Tail the logs from a specific service using the CLI Monitor request volume from the service mesh dashboard Gather distributed tracing data and feed that into a system like Jaeger Value judgment alert: In general, telemetry is an area where you probably don’t want your service mesh to do too much. Getting some really basic insight and checking on “golden metrics” like success rates and latency on the fly is fine, but let’s hope that we don’t see the rise of service mesh Frankenstacks that try to displace other single-purpose systems, some of which are quite good and well understood.

Auditing

TL;DR: Those who don’t know history are condemned to repeat it.

Auditing is the art of keeping track of important events in a system.
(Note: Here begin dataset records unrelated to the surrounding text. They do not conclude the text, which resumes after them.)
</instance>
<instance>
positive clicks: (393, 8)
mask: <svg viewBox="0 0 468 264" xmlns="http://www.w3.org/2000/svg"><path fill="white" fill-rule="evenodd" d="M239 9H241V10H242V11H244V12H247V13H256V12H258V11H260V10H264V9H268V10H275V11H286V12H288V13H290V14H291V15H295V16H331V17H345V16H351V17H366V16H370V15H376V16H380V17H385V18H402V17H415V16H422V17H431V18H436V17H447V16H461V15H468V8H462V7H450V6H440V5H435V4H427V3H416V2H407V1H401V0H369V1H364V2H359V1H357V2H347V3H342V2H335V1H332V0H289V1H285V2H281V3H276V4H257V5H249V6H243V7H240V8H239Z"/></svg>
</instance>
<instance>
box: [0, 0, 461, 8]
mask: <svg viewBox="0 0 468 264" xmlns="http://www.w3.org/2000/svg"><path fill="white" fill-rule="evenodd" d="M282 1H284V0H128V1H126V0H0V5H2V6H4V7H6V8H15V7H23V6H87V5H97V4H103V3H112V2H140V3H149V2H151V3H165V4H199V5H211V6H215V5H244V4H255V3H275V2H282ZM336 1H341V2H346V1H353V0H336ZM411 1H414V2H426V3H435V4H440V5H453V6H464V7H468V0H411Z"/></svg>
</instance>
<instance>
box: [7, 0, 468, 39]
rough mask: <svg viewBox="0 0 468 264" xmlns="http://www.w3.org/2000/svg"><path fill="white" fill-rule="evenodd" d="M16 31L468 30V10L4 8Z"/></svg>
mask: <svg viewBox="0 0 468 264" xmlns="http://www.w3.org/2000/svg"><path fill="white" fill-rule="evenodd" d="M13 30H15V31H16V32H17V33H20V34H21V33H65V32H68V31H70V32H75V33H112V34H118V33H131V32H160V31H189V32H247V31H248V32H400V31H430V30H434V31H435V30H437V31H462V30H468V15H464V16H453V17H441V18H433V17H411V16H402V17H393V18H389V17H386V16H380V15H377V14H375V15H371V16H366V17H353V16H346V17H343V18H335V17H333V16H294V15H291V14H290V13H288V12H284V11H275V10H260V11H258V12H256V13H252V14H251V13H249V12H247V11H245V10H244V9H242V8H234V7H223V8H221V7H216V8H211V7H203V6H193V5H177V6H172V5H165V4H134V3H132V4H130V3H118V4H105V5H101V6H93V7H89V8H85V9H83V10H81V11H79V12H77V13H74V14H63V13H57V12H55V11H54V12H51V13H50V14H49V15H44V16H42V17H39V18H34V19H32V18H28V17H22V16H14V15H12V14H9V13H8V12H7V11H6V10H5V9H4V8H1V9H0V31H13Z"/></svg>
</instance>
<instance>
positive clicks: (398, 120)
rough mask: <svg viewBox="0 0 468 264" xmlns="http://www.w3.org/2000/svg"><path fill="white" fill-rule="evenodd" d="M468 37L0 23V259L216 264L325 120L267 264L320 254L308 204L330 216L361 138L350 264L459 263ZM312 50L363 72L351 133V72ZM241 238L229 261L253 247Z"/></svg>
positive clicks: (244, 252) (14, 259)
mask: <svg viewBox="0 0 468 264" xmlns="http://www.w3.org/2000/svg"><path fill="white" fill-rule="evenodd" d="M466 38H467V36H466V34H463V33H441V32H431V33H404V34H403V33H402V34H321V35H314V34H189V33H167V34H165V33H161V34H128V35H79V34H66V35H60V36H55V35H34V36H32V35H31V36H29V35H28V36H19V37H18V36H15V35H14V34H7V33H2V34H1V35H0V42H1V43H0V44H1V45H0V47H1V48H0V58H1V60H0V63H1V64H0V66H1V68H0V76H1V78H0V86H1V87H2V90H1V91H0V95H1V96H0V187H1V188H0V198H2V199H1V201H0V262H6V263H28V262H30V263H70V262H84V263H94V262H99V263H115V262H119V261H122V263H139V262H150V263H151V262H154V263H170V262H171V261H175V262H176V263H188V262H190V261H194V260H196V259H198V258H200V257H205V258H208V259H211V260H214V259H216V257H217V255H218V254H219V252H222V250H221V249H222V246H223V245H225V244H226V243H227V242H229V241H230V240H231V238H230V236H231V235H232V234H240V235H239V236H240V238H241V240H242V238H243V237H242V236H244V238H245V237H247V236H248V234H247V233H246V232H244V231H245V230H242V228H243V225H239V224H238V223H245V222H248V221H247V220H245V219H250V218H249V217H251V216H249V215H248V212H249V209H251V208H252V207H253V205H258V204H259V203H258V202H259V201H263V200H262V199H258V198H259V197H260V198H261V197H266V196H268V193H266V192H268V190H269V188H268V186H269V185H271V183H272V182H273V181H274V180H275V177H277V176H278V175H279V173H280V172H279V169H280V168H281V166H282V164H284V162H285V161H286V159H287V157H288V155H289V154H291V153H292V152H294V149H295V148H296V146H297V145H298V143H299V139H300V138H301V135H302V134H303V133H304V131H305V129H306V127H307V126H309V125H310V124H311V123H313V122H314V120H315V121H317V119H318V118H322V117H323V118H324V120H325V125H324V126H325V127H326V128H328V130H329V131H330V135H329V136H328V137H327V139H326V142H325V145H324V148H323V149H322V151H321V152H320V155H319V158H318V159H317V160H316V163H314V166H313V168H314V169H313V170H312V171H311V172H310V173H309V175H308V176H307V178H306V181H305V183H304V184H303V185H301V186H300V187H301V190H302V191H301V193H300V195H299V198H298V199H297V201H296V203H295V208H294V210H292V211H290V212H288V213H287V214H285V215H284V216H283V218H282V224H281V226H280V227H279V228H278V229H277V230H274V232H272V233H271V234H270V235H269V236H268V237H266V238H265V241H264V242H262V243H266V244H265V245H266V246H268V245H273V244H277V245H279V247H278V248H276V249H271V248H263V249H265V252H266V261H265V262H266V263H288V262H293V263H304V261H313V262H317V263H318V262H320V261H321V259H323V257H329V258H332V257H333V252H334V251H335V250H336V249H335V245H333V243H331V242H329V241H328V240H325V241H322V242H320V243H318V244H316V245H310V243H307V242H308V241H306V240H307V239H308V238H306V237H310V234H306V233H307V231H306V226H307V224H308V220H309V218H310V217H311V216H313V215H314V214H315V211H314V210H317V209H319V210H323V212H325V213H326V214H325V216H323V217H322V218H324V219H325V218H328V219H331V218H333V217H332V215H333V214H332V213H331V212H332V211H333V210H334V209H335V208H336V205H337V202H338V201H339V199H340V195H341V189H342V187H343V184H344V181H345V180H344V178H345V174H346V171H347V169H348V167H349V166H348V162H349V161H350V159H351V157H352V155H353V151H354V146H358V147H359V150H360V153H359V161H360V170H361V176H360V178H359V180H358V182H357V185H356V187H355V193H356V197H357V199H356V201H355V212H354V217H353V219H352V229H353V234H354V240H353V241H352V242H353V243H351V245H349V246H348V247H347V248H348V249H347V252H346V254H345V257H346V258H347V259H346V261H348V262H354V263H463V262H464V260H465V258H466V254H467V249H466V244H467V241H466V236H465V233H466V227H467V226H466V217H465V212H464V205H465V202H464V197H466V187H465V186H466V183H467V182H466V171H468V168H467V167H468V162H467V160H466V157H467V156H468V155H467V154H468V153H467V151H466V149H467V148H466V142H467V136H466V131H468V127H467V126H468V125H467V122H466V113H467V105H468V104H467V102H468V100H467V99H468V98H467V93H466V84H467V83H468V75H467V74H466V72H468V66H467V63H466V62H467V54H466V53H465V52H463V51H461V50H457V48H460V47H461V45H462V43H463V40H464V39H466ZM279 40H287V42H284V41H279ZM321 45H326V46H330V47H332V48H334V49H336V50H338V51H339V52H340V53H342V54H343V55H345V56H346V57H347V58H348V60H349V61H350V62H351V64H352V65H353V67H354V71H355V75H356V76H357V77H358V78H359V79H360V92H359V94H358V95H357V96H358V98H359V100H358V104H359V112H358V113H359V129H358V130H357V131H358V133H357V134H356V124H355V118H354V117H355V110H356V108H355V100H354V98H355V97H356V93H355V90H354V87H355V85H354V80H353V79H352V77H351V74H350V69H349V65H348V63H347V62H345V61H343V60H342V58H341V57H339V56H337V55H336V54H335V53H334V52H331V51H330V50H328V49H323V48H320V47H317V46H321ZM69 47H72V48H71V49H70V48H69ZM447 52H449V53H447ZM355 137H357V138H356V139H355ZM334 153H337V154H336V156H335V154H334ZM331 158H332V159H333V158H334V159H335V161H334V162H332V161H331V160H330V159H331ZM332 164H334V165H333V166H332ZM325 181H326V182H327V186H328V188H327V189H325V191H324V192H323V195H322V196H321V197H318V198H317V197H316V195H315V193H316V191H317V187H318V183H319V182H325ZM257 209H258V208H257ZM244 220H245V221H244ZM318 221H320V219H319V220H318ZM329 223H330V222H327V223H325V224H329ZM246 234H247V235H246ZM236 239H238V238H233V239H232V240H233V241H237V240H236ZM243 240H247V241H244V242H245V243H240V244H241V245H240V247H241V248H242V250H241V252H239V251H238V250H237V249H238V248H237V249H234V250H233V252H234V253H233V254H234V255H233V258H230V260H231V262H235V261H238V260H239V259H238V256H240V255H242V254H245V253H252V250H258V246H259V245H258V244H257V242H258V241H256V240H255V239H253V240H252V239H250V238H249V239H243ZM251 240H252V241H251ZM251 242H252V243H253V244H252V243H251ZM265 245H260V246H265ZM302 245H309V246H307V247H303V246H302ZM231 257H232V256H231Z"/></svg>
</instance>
In a service mesh, that might mean knowing who has made requests to specific endpoints of specific services or how many times a particular security-related event has transpired in the last month.

Auditing is very closely related to telemetry, of course, but with the difference that telemetry is typically associated with things like performance and technical soundness, whereas auditing may have legal and other ramifications that extend outside of the strictly technical sphere (GDPR compliance, anyone?).

Visualization

TL;DR: All hail the fancy React.js dashboard!

There may be a more specific term for this but I’m not aware of it. I just mean creating a visual representation of your service mesh or some subset thereof, and these visualizations can include things like average latency metrics, sidecar configuration information, health check results, and alerts.

Working in a service-oriented environment already bears significant cognitive load vis-à-vis working on a Majestic Monolith. Anything you can do to reduce cognitive costs is a win, and something as simple as letting developers click around on a visual representation of the mesh may provide crucial grounding (and is great for onboarding!).